Three Numbers that Come Before 10: Why the Tenth Amendment does not Create 50 Little Countries

Now that same sex marriages can be legally performed in 17 states (plus the District of Columbia), the other states are starting to feel the pressure that comes when you are on the wrong side of the zeitgeist. For two of these states—Utah and Oklahoma—the pressure has come in the form of the federal court system, which has invalidated provisions in their constitutions outlawing same-sex unions and forbidden recognition of such unions performed in other states.

This means, of course, that it is time to draw a line in the sand, label that line “THE TENTH AMENDMENT,” and say lots of stuff about “states’ rights.” This is, in fact, what Oklahoma Representative James Lankford did just this week:

“The Tenth Amendment to the U.S. Constitution states, ‘The powers not delegated to the United States by the Constitution, nor prohibited by it to the States, are reserved to the States respectively, or to the people,'” Lankford said. “Both the State of Oklahoma and the people of Oklahoma have spoken on this issue, and the decision remains clearly within their constitutional bounds.”

I am fairly sure that this tactic is not going to work because, as it turns out, there are a number of things in the Constitution that come before ten. Here are three of them:

 

The Fourth Article of the Constitution contains the Full Faith and Credit Clause, which reads: “Full faith and credit shall be given in each state to the public acts, records, and judicial proceedings of every other state.”

This means that even when states have different laws about things like marriage licenses, divorce, or driver’s licenses, they are still bound to honor actions that are sanctioned by other states. Neither can a couple married in California all of a sudden be unmarried when they move to Nevada. This is part of what it means to be a country.

This does not mean that every state has to perform same-sex marriages if other states do. But, it does mean that they will probably have to recognize marriages performed in other states. And, once this happens — once any couple can go across the border for an afternoon and come back married — states will have little motivation for continuing to fight for their own unique marriage laws.

 

 


The Fifth Article of the Constitution sets out the process for Amending the Constitution and stipulates that any amendment passed according to the designated process becomes a part of the Constitution with as much force as any other part.

The amendment process has been used very infrequently, but it was used once in a way that completely changed the relationship between the states and the federal government. The Fourteenth Amendment states, among other things, that all citizens are entitled to “equal protection of the laws” and that no state can say otherwise. And it specifically grants the federal government the power to enforce this article.

This could not be more relevant to the marriage debate.
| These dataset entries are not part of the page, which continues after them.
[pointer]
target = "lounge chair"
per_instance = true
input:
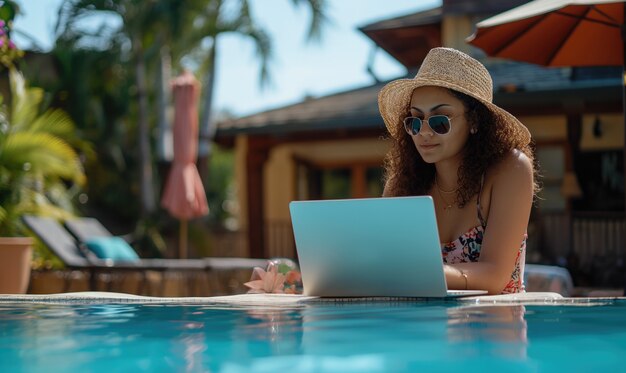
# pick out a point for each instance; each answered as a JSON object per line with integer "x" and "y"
{"x": 76, "y": 257}
{"x": 85, "y": 228}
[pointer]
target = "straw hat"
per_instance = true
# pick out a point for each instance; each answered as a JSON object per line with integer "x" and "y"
{"x": 448, "y": 68}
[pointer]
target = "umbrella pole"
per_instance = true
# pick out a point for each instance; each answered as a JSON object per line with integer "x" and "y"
{"x": 624, "y": 98}
{"x": 182, "y": 240}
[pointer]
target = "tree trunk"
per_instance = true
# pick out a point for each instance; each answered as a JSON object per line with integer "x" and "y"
{"x": 145, "y": 154}
{"x": 207, "y": 127}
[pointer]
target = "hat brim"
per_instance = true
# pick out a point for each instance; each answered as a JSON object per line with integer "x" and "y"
{"x": 395, "y": 97}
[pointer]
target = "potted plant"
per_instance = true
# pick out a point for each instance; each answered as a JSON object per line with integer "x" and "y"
{"x": 39, "y": 174}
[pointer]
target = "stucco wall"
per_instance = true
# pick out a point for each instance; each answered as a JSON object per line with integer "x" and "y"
{"x": 280, "y": 177}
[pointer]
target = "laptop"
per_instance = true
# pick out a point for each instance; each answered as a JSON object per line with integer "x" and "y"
{"x": 372, "y": 247}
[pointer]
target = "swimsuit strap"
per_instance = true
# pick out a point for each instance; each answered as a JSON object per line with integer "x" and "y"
{"x": 483, "y": 222}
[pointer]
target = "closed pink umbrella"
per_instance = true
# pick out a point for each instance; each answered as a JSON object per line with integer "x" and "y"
{"x": 184, "y": 194}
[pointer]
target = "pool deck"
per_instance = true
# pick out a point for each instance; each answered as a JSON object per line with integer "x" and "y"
{"x": 289, "y": 300}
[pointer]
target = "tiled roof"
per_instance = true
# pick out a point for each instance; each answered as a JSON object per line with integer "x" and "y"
{"x": 359, "y": 108}
{"x": 426, "y": 17}
{"x": 354, "y": 108}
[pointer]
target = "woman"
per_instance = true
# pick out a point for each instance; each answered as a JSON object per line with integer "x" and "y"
{"x": 473, "y": 158}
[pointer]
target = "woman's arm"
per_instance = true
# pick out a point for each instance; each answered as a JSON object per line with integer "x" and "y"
{"x": 509, "y": 212}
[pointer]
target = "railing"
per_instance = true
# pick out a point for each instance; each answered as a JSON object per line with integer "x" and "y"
{"x": 591, "y": 244}
{"x": 279, "y": 241}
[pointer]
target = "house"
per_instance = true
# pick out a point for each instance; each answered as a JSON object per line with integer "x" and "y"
{"x": 334, "y": 146}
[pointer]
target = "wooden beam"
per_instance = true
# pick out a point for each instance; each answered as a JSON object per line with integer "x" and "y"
{"x": 255, "y": 160}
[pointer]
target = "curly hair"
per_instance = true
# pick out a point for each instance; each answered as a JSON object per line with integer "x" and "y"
{"x": 407, "y": 174}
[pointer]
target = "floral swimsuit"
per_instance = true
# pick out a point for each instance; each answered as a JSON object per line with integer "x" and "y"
{"x": 467, "y": 249}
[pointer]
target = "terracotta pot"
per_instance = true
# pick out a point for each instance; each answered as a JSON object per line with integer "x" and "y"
{"x": 15, "y": 259}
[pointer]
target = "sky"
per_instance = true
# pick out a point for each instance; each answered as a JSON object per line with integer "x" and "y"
{"x": 297, "y": 70}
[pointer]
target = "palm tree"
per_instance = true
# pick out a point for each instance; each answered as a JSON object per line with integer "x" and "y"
{"x": 39, "y": 169}
{"x": 214, "y": 23}
{"x": 158, "y": 29}
{"x": 140, "y": 19}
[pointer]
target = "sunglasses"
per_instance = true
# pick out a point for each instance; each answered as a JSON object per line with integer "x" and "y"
{"x": 440, "y": 124}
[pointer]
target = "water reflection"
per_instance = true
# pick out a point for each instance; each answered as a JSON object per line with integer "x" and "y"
{"x": 504, "y": 327}
{"x": 349, "y": 336}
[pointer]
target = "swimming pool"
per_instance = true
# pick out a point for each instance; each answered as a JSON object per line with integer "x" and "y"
{"x": 394, "y": 336}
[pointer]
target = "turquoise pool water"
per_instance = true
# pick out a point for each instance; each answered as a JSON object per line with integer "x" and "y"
{"x": 589, "y": 336}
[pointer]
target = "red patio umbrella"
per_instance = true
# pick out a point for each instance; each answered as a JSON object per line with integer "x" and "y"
{"x": 558, "y": 33}
{"x": 184, "y": 194}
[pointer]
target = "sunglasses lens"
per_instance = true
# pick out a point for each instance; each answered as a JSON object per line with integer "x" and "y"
{"x": 412, "y": 125}
{"x": 439, "y": 124}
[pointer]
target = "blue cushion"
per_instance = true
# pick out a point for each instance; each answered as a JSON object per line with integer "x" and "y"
{"x": 111, "y": 248}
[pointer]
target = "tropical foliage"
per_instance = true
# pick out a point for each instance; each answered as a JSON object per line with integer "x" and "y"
{"x": 114, "y": 83}
{"x": 40, "y": 172}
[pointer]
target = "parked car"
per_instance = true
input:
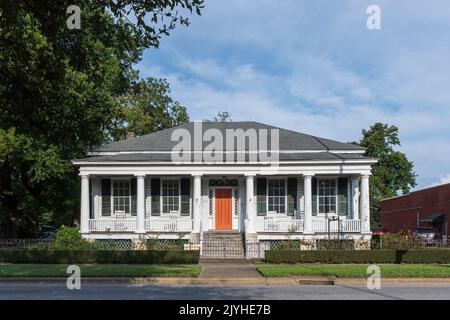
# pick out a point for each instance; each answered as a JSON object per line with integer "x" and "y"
{"x": 427, "y": 234}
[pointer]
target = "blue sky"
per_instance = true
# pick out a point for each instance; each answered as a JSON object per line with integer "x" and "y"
{"x": 314, "y": 67}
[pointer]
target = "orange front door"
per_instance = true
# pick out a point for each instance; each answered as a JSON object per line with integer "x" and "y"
{"x": 223, "y": 209}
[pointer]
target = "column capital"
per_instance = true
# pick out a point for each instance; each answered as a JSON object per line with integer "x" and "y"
{"x": 139, "y": 175}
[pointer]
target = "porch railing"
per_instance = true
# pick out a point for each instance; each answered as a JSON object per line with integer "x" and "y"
{"x": 344, "y": 225}
{"x": 318, "y": 225}
{"x": 279, "y": 225}
{"x": 169, "y": 224}
{"x": 104, "y": 225}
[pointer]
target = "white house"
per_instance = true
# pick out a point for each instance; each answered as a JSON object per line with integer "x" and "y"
{"x": 301, "y": 187}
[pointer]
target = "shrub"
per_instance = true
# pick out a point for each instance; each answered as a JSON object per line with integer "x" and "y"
{"x": 398, "y": 241}
{"x": 99, "y": 256}
{"x": 334, "y": 244}
{"x": 69, "y": 238}
{"x": 358, "y": 256}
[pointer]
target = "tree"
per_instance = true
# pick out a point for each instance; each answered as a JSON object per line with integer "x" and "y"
{"x": 222, "y": 116}
{"x": 393, "y": 172}
{"x": 147, "y": 108}
{"x": 60, "y": 91}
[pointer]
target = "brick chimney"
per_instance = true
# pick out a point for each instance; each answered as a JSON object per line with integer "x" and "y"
{"x": 130, "y": 135}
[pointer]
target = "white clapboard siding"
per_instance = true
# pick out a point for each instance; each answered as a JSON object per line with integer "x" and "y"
{"x": 301, "y": 197}
{"x": 148, "y": 198}
{"x": 349, "y": 198}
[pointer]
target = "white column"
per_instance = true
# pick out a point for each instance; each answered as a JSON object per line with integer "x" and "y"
{"x": 308, "y": 203}
{"x": 84, "y": 216}
{"x": 365, "y": 204}
{"x": 250, "y": 208}
{"x": 355, "y": 198}
{"x": 197, "y": 194}
{"x": 140, "y": 204}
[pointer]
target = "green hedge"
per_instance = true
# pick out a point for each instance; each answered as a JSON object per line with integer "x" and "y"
{"x": 358, "y": 256}
{"x": 99, "y": 256}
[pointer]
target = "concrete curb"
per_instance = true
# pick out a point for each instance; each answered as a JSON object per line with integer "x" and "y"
{"x": 236, "y": 281}
{"x": 384, "y": 281}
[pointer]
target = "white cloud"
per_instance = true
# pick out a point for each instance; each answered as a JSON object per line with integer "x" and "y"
{"x": 313, "y": 66}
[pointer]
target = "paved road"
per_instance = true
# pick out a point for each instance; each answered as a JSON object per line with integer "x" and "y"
{"x": 91, "y": 291}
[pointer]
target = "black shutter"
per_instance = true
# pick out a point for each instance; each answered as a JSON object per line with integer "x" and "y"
{"x": 156, "y": 196}
{"x": 106, "y": 197}
{"x": 133, "y": 193}
{"x": 342, "y": 196}
{"x": 292, "y": 196}
{"x": 185, "y": 186}
{"x": 261, "y": 196}
{"x": 91, "y": 202}
{"x": 314, "y": 196}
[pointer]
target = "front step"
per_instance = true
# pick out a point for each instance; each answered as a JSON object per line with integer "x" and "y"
{"x": 222, "y": 245}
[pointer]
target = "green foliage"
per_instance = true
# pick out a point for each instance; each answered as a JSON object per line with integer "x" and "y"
{"x": 99, "y": 256}
{"x": 393, "y": 172}
{"x": 147, "y": 108}
{"x": 359, "y": 256}
{"x": 399, "y": 241}
{"x": 61, "y": 93}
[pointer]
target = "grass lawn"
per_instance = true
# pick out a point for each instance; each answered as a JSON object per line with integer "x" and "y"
{"x": 356, "y": 270}
{"x": 101, "y": 270}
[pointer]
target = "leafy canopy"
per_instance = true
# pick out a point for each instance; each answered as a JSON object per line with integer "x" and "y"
{"x": 393, "y": 172}
{"x": 61, "y": 91}
{"x": 147, "y": 108}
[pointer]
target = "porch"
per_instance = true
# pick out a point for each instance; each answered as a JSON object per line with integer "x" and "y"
{"x": 255, "y": 205}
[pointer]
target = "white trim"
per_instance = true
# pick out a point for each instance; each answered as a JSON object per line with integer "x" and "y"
{"x": 268, "y": 163}
{"x": 274, "y": 213}
{"x": 179, "y": 195}
{"x": 317, "y": 168}
{"x": 112, "y": 153}
{"x": 113, "y": 214}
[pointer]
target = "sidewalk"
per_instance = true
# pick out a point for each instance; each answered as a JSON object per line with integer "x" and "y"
{"x": 292, "y": 281}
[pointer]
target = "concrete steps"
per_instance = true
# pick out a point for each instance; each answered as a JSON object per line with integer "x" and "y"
{"x": 226, "y": 245}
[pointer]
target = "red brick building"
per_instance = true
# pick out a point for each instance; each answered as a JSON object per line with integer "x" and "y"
{"x": 424, "y": 208}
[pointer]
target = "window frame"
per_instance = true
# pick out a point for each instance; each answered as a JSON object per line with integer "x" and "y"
{"x": 336, "y": 196}
{"x": 117, "y": 179}
{"x": 162, "y": 196}
{"x": 284, "y": 179}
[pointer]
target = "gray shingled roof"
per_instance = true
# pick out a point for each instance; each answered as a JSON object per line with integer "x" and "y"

If the federal courts determine (as at least two of them now have) that marriage to a partner of one’s choice is a matter of equal protection under the law, then, under the terms of the Constitution, it ceases to be a states’ rights issue. Period. Since 1868, states have not had the constitutional authority to do things that the federal government defines as discriminatory.

 

 


In the Sixth Article of the Constitution we find the Supremacy Clause: “The Constitution, and the laws of the United States which shall be made in pursuance thereof . . . shall be the Supreme Law of the Land.”

This was actually a compromise at the Constitutional Convention between James Madison, who wanted to give the Federal Congress a veto over all state laws, and the Southern States, who wanted language resembling the Second Article of Confederation, which made all states sovereign entities. Under the Supremacy Clause, states have the right to pass laws in a wide variety of areas, but they do not have the right to pass laws that contradict federal laws that have been ruled constitutional by the courts.

It does mean, however, that we can’t have federal and state definitions of things like “discrimination,” “privileges and immunities,” and “equal protection under the law.” These are values that the Constitution — at least since the Fourteenth Amendment — makes the specific province of the federal government.

 

The Tenth Amendment is an important part of America’s federal system of government. But it is not the only part. Between 1776 and 1789, the Thirteen Colonies were governed by an instrument — the Articles of Confederation — that made each state a sovereign entity bound together in something like a mutual defense pact. This didn’t work very well, so a bunch of very smart, very committed fellows got together and wrote us a Constitution. And now we have a country.